Whitelists are used to avoid false positive hits for trusted domains that pass other checks, such as DKIM, SPF or DMARC. For example, we should not filter messages from PayPal if they are correctly signed with PayPal domain signature. On the other hand, if they are not signed and DMARC policy defines restrictive rules for DKIM, we should mark this message as spam as it is potentially phishing. Whitelist module provides different modes to perform policy matching and whitelisting or blacklisting of certain combinations of verification results.
DNS lists allows to estimate reputation of sender’s IP address or network. Rspamd uses a number of DNS lists including such lists as
SpamHaus. However, Rspamd doesn’t trust ultimately any specific DNS list and does not reject mail based just on this factor.

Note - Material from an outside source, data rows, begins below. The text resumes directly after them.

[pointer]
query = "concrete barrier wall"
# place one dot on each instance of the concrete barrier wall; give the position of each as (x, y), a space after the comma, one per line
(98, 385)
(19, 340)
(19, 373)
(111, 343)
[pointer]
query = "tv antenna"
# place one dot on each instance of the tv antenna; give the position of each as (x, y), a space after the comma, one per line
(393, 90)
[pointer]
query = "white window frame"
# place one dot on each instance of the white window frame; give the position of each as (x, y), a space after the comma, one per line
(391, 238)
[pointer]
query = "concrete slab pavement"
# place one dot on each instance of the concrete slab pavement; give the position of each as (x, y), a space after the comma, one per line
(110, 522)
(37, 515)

Rspamd also uses white and grey DNS lists to avoid false positive spam hits.
URL lists are rather similar to DNS black lists but uses URLs in a message to fight spam and phishing. Rspamd has full embedded support of the most popular SURBL lists, such as URIBL and SURBL from SpamHaus.

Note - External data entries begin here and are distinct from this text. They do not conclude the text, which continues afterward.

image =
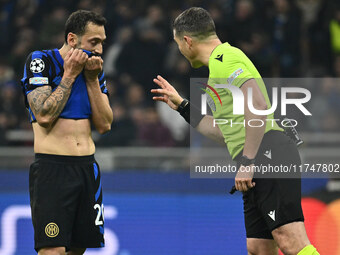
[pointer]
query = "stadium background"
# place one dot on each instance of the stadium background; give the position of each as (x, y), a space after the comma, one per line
(152, 206)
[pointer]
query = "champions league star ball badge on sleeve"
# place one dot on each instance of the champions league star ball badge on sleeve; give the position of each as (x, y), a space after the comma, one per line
(37, 65)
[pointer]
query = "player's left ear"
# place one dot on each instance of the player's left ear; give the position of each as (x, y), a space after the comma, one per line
(72, 39)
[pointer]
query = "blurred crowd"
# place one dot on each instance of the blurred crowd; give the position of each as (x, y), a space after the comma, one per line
(284, 38)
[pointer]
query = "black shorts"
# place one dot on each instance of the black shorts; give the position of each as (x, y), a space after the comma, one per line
(66, 202)
(273, 202)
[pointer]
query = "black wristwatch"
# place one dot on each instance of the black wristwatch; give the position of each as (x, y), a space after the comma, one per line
(245, 161)
(181, 107)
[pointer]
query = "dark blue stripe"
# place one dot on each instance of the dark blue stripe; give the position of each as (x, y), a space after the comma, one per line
(95, 170)
(102, 76)
(99, 190)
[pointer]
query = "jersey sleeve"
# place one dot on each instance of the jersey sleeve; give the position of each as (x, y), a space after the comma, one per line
(102, 83)
(36, 72)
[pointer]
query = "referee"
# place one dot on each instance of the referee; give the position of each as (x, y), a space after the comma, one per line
(272, 207)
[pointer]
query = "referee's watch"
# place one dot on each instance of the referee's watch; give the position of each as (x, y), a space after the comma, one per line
(245, 161)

Phishing checks are extremely useful to filter phishing messages and protect users from cyber attacks. Rspamd uses sophisticated algorithms to find phished URLs and supports the popular URL redirectors (for example, http://t.co) to avoid false positive hits. Popular phishing databases, such as OpenPhish and PhishTank are also supported.
Rate limits allow to prevent mass mails to be sent from your own hacked users. This is an extremely useful feature to protect both inbound and outbound mail flows.
IP reputation plugin allows to adjust reputation for specific IP addresses, networks, autonomous blocks (ASN) and even countries.
Greylisting is a common method to introduce delay for suspicious messages, as many spammers do not use the fully functional SMTP servers that allow to queue delayed messages. Rspamd implements greylisting internally and can delay messages that has a score higher than certain threshold.
Replies module is intended to whitelist messages that are reply to our own messages as these messages are likely important for users and false positives are highly undesirable for them.
Maps module provides a Swiss Knife alike tool that could filter messages based on different attributes: headers, envelope data, sender’s IP and so on. This module is very useful for building custom rules.
Statistical approach includes many useful spam recognition techniques that can learn dynamically from messages being scanned. Rspamd provides different tools that could be learned either manually or automatically and adopt for the actual mail flow.
Bayes classifier is a tool to classify spam and ham messages. Rspamd uses an advanced algorithm of statistical tokens generation that achieves better results than traditionally used ones (e.g. in SpamAssassin) that is described in details in the following paper.
Neural network learns from scan results and allows to improve the final score by finding some common patterns of rules that are typical for either spam or ham messages. This module is especially useful for large email systems as it can learn from your own rules and adopt quickly for spam mass mailings.